The British Financial Times reported that Niger is on the cusp of becoming an oil power. For the first time ever, the West African country can export crude oil thanks to the new pipeline linking its oil fields to ports in neighboring Benin.
This would dramatically change the rules of the game for Niger, but the oil is not actually flowing yet, according to the newspaper.
The newspaper’s correspondent in West Africa said that construction of the pipeline began in 2019, and was supposed to cost about 5 billion dollars.
The idea is to build a 2,000-kilometre pipeline that would transport oil from the energy fields in Niger to the ports of Benin overlooking the Atlantic Ocean, which is its southern neighbor. Niger is a landlocked country, and oil is scheduled to be exported via tankers by sea.
Transaction size
According to the British newspaper’s correspondent, Ano Adeoye, this is supposed to change the rules of the game for Niger, which currently produces about 20,000 barrels of crude oil per day, but for local use only.
Production after the new pipeline is expected to increase to 110,000 barrels, and the International Monetary Fund expects Niger’s economy to grow 11%, which could make it the fastest growing economy in the entire Sub-Saharan Africa region.
The International Monetary Fund links this expected growth to Niger’s ability to produce crude oil in the aforementioned quantity.
An ambitious project
According to the newspaper’s correspondent, a border dispute between Niger and Benin and the military coup in Niger last July have prevented the issue of oil exports until now.

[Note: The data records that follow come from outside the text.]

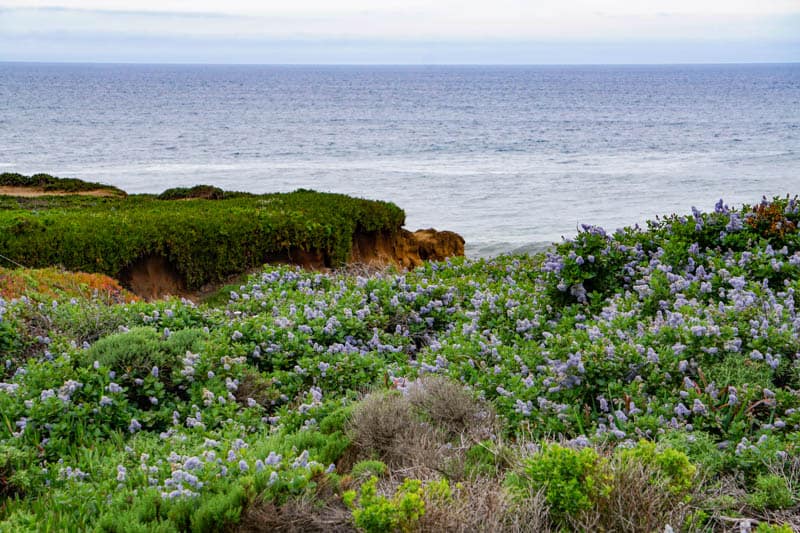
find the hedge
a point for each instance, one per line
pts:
(206, 240)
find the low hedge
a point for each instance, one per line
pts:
(206, 241)
(50, 183)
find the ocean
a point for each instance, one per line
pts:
(512, 158)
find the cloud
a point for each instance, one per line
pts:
(515, 31)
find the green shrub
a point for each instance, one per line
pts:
(572, 480)
(672, 467)
(369, 468)
(374, 513)
(50, 183)
(765, 527)
(770, 492)
(209, 192)
(204, 241)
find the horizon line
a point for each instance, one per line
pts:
(370, 64)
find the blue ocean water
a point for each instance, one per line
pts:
(510, 157)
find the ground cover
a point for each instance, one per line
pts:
(645, 380)
(205, 234)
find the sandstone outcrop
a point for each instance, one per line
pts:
(155, 277)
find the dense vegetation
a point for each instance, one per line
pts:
(50, 183)
(641, 381)
(206, 241)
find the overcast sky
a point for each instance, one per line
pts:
(407, 31)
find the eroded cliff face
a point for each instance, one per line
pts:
(405, 249)
(155, 277)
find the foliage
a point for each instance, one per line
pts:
(572, 479)
(771, 492)
(670, 385)
(206, 242)
(374, 513)
(52, 184)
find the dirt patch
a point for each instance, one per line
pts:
(153, 277)
(404, 248)
(33, 192)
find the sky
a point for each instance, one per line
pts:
(401, 31)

After the coup, the Economic Community of West African States (ECOWAS) imposed tough sanctions on Niger to punish it, so the border was closed, which also slowed down the construction of the pipeline.
But last February, the sanctions were lifted and normal relations with Niger were restored again by the ECOWAS member states, but Niamey refused to open its borders with Benin for security concerns, according to the official Nigerian position.
Beninese President Patrice Talon believed that it was illogical for Niger to refuse to open the land borders if it wanted to use his country’s ports to transport oil abroad.